# Men's NCAA D1 Tournament



## espola (Dec 2, 2016)

Down to the Elite Eight and all my favorites have already been eliminated.

Stanford advanced in overtime when a Cardinal (or is it Tree?)  flattened the Virginia keeper as he was reaching up for a free kick in the PA.  99% of the time that is a foul on the attacker but this referee apparently had a flight to catch.

Goal action starts at about 1:30 --






Bracket here --

http://www.ncaa.com/interactive-bracket/soccer-men/d1

Games tonight - Stanford at Louisville, Denver at Clemson, Providence at North Carolina, Virginia Tech at Wake Forest.


----------



## splinter (Dec 2, 2016)

That is one heck of a save early on by the keeper on the free kick.   Espola, on the goal it looked to me like both the goalie and forward went for the ball at the same time so I don't see it as a foul.   I thought both players were entitled to make a play for the ball.   Would love to hear what some of the refs out there think about this.


----------



## espola (Dec 2, 2016)

splinter said:


> That is one heck of a save early on by the keeper on the free kick.   Espola, on the goal it looked to me like both the goalie and forward went for the ball at the same time so I don't see it as a foul.   I thought both players were entitled to make a play for the ball.   Would love to hear what some of the refs out there think about this.

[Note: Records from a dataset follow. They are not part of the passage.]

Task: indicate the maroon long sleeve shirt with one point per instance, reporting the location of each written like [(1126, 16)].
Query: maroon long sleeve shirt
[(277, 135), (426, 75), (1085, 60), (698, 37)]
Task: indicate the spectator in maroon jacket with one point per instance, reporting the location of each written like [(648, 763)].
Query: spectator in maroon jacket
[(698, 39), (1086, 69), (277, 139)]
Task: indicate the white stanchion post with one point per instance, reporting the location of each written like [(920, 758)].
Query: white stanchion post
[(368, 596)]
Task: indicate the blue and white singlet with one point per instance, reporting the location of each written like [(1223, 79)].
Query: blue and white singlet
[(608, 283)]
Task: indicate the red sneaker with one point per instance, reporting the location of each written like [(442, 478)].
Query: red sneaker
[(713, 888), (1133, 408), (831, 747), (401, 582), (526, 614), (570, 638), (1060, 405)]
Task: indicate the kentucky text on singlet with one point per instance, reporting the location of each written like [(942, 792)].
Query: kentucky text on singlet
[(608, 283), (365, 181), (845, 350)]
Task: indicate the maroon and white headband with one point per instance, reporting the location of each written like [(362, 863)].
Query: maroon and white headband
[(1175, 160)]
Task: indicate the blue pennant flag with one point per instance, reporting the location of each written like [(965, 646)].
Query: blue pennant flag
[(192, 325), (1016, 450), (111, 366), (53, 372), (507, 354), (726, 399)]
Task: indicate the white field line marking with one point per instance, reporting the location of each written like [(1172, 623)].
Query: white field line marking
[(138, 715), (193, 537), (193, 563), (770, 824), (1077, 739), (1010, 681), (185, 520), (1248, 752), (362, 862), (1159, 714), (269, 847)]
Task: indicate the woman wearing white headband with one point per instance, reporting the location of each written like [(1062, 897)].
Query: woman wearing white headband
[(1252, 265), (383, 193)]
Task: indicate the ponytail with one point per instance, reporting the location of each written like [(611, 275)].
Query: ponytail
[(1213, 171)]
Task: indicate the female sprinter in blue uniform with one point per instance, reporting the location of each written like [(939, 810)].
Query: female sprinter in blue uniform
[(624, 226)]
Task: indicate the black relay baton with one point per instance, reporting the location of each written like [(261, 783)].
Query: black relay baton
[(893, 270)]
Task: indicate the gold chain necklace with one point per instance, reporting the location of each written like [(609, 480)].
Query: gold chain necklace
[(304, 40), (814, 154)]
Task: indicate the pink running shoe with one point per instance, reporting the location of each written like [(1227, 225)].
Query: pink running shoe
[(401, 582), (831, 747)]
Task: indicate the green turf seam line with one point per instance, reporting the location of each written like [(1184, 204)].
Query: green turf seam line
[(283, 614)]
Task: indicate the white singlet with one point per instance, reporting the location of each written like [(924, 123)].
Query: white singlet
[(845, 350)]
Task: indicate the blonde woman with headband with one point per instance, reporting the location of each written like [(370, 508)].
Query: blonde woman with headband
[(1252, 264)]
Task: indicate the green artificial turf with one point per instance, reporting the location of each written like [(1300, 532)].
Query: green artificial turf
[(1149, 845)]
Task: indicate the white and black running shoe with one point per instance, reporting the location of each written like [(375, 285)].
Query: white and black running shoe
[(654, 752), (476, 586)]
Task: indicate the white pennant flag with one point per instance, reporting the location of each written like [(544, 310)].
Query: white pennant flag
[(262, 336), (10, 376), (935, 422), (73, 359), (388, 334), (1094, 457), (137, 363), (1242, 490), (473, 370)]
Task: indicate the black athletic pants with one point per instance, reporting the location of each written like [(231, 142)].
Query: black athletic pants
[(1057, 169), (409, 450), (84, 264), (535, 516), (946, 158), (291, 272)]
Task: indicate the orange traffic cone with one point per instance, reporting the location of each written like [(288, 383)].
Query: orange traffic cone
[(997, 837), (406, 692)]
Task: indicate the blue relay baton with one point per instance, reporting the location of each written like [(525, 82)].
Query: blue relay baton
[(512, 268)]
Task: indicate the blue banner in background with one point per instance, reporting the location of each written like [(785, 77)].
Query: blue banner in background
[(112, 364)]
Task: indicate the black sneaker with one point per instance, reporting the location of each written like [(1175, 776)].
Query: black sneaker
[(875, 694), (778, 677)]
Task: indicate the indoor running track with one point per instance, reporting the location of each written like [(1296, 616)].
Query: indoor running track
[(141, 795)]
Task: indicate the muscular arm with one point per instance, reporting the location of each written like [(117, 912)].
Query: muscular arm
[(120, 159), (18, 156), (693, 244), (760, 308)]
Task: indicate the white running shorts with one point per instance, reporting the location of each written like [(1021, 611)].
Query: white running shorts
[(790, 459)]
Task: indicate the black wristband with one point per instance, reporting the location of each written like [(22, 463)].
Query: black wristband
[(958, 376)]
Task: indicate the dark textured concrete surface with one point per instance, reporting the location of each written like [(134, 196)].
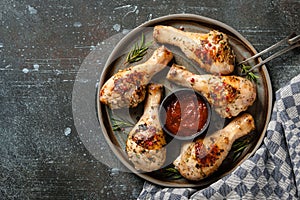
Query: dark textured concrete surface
[(43, 45)]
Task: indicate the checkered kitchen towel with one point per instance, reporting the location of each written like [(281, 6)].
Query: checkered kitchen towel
[(273, 172)]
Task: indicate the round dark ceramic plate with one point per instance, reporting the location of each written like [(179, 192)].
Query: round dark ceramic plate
[(260, 110)]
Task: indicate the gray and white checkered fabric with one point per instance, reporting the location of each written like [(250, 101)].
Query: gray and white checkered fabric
[(273, 172)]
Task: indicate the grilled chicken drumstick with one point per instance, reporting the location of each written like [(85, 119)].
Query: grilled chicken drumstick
[(211, 50), (201, 158), (127, 88), (228, 95), (145, 145)]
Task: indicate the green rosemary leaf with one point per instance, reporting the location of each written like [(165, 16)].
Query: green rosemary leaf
[(138, 51), (249, 75), (170, 172)]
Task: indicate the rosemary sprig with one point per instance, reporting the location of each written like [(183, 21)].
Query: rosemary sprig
[(170, 172), (249, 74), (118, 124), (138, 51)]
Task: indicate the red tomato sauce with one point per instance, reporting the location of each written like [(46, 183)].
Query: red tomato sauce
[(187, 116)]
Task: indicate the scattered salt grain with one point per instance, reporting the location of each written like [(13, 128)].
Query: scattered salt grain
[(117, 27), (25, 70), (36, 67), (67, 131), (32, 10), (77, 24)]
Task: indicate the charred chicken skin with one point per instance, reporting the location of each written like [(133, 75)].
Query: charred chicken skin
[(228, 95), (203, 157), (146, 142), (210, 50), (127, 88)]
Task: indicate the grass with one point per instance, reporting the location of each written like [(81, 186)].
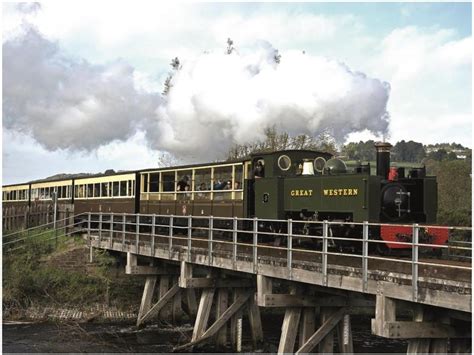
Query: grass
[(30, 279)]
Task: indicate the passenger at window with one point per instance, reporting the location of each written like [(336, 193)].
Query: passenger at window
[(181, 186), (219, 185), (259, 170)]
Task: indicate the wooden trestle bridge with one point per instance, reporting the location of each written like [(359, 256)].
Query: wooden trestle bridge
[(240, 265)]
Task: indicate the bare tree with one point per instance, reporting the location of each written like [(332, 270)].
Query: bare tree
[(275, 141), (175, 65)]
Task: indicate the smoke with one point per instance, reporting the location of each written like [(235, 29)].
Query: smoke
[(215, 100), (218, 99), (28, 7)]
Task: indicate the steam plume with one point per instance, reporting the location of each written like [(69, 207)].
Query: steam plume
[(215, 99)]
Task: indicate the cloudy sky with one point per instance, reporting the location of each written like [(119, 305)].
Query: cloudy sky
[(83, 81)]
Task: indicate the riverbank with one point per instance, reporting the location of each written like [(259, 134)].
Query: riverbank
[(44, 282), (157, 337)]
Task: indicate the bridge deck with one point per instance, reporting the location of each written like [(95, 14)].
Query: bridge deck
[(443, 284)]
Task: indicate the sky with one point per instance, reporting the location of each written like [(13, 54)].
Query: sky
[(83, 81)]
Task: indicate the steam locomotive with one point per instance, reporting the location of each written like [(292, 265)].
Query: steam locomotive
[(303, 185)]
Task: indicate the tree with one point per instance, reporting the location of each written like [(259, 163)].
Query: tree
[(359, 151), (408, 151), (454, 190), (175, 65), (438, 155), (275, 141)]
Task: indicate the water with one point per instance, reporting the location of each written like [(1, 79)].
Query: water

There is a thread on bigsoccer referee page debating this --

http://forums.bigsoccer.com/threads/goal-scoring-debate-video.2037197/

"All ball" is not an excuse for careless play.  At a minimum, the attacker had to play without regard for the keeper's health to get into position on the ball.  Goalkeepers with their arms outstretched are typically given the benefit of the doubt in collisions near the ball.  We would be having a different debate if the keeper had protected himself with a raised knee, as my son the keeper was taught.


----------



## splinter (Dec 2, 2016)

As a former college keeper myself, I am amazed at the lack of basic fundamentals I see with goalies these days starting from the youngers all the way up to collegiate.   I agree with you the way this keeper came out for the ball was careless and did zero to protect himself.


----------



## espola (Dec 10, 2016)

NCAA Soccer Cup final is tomorrow at 11AM on one of the ESPN channels.  Both semis went to OT, and one went to 20 kicks.  

Wake Forest beat Denver 2-1 after Denver put everybody up front for a corner kick in second OT, then blew the kick badly.  To compound the mistakes, the last defender tried a slide tackle for the ball in the center circle (I could here someone yelling "Don't dive in" in my memory banks) when he could have just turned the runner outside or fouled him.  

Stanford tied North Carolina, then won the PK circus 10-9.  Nineteen straight good PKs, then one over the bar = zero saves.  Almost made me like the spectacle.


----------



## espola (Dec 11, 2016)

Stanford 0-0 Wake Forest at half.


----------



## espola (Dec 11, 2016)

Starting OT, still 0-0


----------